TIFF diary #2: dead cheerleaders + Tsai, Hong, and Breillat

Pub date September 19, 2013
SectionPixel Vision

Check out the first entry in Jesse Hawthorne Ficks’ Toronto International Film Festival diary here, and stay tuned for more tomorrow!

All Cheerleaders Die (USA) is the follow up to Lucky McKee’s attention-grabbing The Woman (2011), which stunned Sundance audiences with both its subversive take on gender issues and its violent brutality.

Taking a much lighter tone with co-director Chris Sivertson, Cheerleaders (an expanded remake of his 2001 short by the same name) nicely echoes the ironic horror-comedy vibe of Joss Whedon’s Cabin in the Woods (2012) while still managing to deliver a genre entry for text-crazed teenyboppers. Goths, jocks, some faux feminism, and a bevy of ass and crotch shots should make fans of Harmony Korine’s Spring Breakers quite satisfied.

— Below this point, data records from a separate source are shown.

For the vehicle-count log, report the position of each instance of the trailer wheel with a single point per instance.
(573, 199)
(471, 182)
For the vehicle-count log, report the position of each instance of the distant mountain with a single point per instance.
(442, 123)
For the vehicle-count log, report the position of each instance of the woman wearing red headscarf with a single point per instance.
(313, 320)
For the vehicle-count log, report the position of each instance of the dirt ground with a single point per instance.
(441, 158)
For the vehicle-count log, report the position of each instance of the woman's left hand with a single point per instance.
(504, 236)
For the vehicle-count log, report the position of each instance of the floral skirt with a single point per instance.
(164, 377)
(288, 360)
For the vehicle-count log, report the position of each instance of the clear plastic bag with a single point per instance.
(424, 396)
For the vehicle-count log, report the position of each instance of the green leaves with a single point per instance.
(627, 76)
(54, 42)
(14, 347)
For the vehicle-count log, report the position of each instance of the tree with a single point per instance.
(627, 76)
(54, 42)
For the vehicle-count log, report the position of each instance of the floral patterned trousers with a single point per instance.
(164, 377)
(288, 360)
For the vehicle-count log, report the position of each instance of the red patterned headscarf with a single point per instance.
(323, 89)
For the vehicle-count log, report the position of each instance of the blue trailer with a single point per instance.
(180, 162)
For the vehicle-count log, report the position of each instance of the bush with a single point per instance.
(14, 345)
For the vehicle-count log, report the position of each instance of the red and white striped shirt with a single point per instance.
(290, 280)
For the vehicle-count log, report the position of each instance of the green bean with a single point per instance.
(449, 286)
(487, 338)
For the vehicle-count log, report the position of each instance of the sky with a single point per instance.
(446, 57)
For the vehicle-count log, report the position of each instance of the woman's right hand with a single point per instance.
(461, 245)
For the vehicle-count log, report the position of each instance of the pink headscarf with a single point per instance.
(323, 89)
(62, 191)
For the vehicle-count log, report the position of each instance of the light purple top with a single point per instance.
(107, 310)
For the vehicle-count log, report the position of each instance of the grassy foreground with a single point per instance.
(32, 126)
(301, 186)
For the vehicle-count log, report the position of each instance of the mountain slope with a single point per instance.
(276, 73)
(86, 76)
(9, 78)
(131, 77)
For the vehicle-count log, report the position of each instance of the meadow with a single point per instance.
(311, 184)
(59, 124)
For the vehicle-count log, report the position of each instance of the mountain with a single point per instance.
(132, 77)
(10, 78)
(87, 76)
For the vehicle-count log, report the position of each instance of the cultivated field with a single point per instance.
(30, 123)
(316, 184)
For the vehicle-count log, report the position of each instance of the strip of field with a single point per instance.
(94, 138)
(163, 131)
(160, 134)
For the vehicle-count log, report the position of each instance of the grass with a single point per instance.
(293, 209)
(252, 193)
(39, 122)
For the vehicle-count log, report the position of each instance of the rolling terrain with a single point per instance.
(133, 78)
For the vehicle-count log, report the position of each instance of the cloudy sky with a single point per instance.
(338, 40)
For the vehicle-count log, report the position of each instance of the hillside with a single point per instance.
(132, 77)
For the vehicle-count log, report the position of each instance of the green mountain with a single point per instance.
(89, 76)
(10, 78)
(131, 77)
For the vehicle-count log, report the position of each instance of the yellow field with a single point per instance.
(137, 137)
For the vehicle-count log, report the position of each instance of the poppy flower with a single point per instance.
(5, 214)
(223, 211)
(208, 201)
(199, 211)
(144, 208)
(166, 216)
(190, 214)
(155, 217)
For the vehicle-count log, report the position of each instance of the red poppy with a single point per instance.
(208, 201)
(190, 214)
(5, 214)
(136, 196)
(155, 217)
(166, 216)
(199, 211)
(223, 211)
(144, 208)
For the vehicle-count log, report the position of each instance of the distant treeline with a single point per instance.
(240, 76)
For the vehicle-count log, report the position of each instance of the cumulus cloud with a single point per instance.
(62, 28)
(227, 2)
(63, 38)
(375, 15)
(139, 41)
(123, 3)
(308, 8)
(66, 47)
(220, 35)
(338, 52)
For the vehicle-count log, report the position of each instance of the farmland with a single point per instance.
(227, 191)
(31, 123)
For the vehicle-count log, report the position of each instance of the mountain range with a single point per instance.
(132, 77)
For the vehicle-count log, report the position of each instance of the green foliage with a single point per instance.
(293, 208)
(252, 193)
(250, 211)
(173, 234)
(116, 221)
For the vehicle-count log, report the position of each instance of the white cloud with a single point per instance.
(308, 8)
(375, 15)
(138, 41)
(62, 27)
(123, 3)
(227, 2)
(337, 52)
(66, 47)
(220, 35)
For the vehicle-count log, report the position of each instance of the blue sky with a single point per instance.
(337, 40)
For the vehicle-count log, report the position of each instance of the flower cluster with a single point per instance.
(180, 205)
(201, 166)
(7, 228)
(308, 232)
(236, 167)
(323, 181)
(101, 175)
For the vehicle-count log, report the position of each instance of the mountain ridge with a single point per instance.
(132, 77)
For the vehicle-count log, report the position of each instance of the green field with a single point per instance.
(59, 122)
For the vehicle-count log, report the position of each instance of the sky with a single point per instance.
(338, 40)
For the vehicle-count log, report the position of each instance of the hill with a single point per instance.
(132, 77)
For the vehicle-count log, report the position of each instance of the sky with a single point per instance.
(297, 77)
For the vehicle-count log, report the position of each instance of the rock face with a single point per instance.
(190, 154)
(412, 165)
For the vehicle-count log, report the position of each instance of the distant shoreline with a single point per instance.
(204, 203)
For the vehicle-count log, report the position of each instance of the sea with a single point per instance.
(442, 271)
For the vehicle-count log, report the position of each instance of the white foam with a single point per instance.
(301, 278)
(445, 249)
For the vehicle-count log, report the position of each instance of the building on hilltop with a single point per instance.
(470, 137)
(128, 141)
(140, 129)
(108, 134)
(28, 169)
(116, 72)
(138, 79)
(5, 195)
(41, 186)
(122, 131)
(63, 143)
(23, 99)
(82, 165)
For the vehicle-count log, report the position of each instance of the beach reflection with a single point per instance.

http://www.youtube.com/watch?v=CMf-BBVRj9Q

In the 1990s, Tsai Ming-liang’s films were often mentioned alongside works by Hirokazu Kore-eda and Hou Hsiao-hsien. But two decades later, only Tsai has stayed the determined course of creating pure, contemplative cinema. Presenting his tenth feature (and showcasing yet again his alter ego, actor Lee Kang-sheng), Stray Dogs (Taiwan) is a breathtaking meditation on a homeless Taiwanese family, who are quietly doing what they can to get by.

With this film, Tsai has almost abandoned story completely, instead favoring long, drawn-out, surreal, one-shot sequences — next-level abstractness that will either send you running for the hills or leave you unblinkingly glued to the screen. Someone should program Stray Dogs with his 2012 short Sleepwalk, which followed a monk as he slowly walked through city streets. (Whether that would equal absolute transcendence or absolute boredom depends on the viewer, of course.)

While Hong Sang-soo’s Our Sunhi (South Korea) is not as monumentally enjoyable as last year’s In Another Country (2012), his new film does represent another solid entry for the director. I admire Hong’s ability to stay consistent with his philosophy on life: give a small group of people a lot of alcohol and let them share their innermost uncouth and irresponsible feelings. Of course, you could argue that he is just making the same film over and over. But if you take the time to notice the structural differences — as well as wonderful choices with his actors (Jung Yu-mi is quite enjoyable in this) — you’ll realize why critics love to favorably compare Hong to Woody Allen.

Watching director Catherine Breillat take the stage at TIFF to present her latest, Abuse of Weakness (France), was as powerful and moving as watching the film itself. After her 2004 stroke (and subsequent personal issues), Breillat decided to make an autobiographical narrative, casting the great Isabelle Huppert to interpret Breillat’s own confused choices.

Abuse of Weakness is perhaps one of the most interesting films about the life of an artist I have ever seen. As the Q&A was concluding, Breillat dropped a bottle of water that was given to her and explained “Even after all these years, you forget that you can’t feel anything in your arm.” And suddenly it was if you were right back in the film again.